L'ultima pellicola del regista, che racconta l'affaire Dreyfus con maestria, è un'opera che non merita davvero di essere così controversa
LUGANO - È molto difficile parlare dell'ultimo film di Roman Polanski, “L'ufficiale e la spia” (anche se il titolo originale è decisamente meglio: “J'accuse”) ignorando del tutto la tempesta che aleggia da tempo attorno al regista. Ed è un gran peccato perché il film è davvero un lavoro magistrale che rischia di venir intaccato da cose che, in fin dei conti, gli sono aliene.
Non è sempre semplice, in questi casi, separare l'artista dall'uomo anché perché “J'accuse” è un'opera sulla giustizia a ogni costo, sulle falle della legge, sull'antisemitismo e sull'onore.
È un film “buono”, perché tiene evidentemente le parti della vittima - ovvero quel Dreyfus del celeberrimo "affaire" - e rende lo zelante Georges Picquart (un impeccabile Jean Dujardin) un eroe da film d'altri tempi. E questo, per quelli che puntano il dito contro Polanski, è semplicemente un affronto.

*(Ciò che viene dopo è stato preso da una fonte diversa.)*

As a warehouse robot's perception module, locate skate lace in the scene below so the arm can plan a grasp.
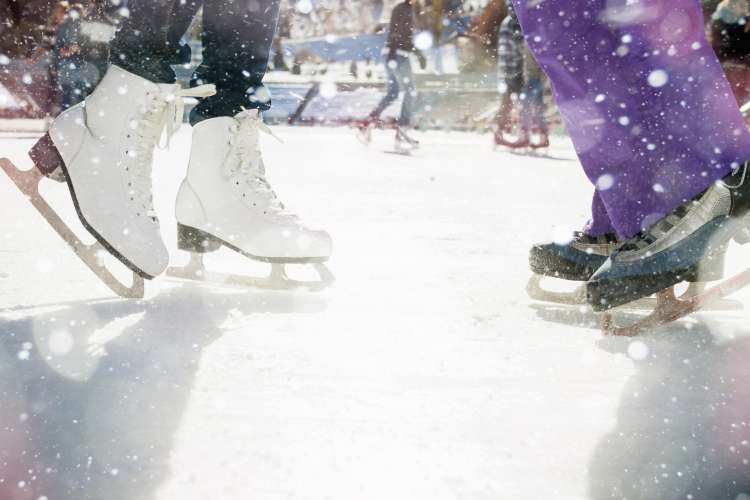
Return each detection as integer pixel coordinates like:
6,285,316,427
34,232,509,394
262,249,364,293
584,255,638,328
125,85,216,218
227,110,296,219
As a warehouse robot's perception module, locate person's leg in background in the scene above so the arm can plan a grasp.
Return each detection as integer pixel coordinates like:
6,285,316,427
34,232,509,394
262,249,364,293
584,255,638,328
514,0,750,308
31,0,216,280
110,0,191,83
176,0,332,263
396,55,419,151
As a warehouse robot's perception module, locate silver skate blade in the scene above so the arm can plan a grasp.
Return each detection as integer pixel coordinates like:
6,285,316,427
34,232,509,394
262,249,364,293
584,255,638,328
167,253,335,291
602,269,750,337
0,159,145,299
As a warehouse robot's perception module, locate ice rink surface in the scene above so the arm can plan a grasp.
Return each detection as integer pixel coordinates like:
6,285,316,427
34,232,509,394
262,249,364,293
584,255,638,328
0,127,750,500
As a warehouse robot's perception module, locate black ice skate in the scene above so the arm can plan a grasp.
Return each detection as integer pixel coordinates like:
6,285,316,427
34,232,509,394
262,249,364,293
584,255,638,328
587,162,750,335
0,156,145,299
526,232,617,305
357,118,375,146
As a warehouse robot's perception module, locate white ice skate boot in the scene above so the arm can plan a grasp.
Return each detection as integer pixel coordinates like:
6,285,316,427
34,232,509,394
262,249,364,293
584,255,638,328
176,110,332,288
18,66,213,293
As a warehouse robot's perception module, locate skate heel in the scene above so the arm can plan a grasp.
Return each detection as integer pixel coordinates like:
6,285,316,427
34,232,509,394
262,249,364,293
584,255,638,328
733,216,750,245
685,249,727,283
177,223,222,253
29,133,65,182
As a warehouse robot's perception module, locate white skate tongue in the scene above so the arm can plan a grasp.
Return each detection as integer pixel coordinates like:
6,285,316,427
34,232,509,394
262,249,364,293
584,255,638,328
159,83,216,149
235,109,284,144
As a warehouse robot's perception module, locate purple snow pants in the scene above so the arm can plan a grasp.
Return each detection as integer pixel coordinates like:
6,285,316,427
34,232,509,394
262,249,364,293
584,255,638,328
513,0,750,237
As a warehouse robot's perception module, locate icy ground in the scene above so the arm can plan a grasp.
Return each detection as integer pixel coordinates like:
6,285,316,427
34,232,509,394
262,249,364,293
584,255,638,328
0,127,750,500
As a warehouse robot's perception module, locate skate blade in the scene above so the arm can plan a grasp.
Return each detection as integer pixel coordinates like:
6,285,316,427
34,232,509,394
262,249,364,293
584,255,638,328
0,159,145,299
526,274,743,311
602,276,750,337
167,253,335,291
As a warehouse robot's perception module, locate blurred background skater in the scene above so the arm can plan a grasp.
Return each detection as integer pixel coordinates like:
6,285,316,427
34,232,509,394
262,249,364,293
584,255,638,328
358,0,427,152
494,1,549,150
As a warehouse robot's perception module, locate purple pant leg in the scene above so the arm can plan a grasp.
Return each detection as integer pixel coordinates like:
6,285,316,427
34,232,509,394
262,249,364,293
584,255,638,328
513,0,750,237
583,192,615,236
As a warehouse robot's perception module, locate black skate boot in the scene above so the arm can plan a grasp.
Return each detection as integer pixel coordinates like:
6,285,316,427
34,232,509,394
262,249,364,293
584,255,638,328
587,162,750,311
526,232,618,304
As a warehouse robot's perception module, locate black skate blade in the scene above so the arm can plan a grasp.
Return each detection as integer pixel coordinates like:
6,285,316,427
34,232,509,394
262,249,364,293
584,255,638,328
0,159,145,299
29,133,154,280
167,252,334,291
602,269,750,337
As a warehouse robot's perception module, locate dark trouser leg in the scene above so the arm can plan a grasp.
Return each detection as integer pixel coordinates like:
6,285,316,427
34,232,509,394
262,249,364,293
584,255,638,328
370,61,400,118
110,0,202,83
190,0,280,124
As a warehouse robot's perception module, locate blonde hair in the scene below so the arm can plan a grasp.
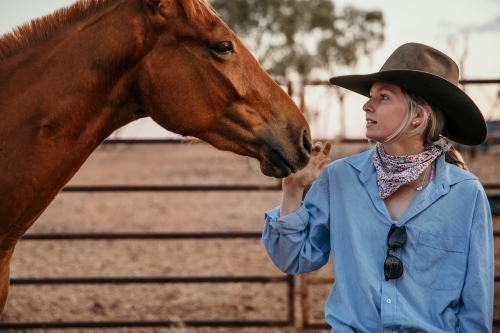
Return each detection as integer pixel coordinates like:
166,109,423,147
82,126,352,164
386,87,468,170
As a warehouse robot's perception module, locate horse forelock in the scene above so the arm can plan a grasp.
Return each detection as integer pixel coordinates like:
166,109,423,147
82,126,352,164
178,0,219,24
0,0,219,60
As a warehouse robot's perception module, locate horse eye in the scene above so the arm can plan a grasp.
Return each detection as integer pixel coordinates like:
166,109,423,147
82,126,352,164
213,42,234,54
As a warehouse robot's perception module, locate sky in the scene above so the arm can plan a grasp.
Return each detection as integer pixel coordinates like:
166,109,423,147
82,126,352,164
0,0,500,138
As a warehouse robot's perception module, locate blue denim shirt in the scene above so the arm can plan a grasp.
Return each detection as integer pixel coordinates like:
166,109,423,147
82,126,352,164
262,150,494,333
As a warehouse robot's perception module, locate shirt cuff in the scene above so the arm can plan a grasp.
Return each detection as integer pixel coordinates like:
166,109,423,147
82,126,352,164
265,205,309,235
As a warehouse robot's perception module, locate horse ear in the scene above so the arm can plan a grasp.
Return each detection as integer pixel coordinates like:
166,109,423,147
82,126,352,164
144,0,175,17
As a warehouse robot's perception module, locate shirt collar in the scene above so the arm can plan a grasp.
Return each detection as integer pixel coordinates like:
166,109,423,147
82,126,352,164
344,149,477,191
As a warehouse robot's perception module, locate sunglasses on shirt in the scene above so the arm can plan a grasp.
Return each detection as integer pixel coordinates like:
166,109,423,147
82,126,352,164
384,225,408,281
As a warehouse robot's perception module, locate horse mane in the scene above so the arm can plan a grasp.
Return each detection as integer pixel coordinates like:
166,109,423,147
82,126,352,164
0,0,217,60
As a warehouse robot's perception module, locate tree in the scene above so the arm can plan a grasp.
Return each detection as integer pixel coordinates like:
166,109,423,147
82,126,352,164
210,0,384,80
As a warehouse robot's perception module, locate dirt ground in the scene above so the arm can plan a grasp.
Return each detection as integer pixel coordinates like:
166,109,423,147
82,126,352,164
1,143,500,333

Tornando al film, è importante puntualizzare che non si tratta affatto di un kolossal, per budget e intenzioni: minimale, quasi spartano, tanto nell'esposizione (fatta benissimo) di una vicenda non proprio semplice - ma che risuona attuale anche oggi - quanto nelle scelte di regia. Ispirato il cast (se potete, guardatevelo in francese) e bellissima la fotografia.
Da vedere? Questa volta, dirvelo, non spetta a noi.
“L'ufficiale e la spia” sarà nei cinema a partire da giovedì 21 novembre.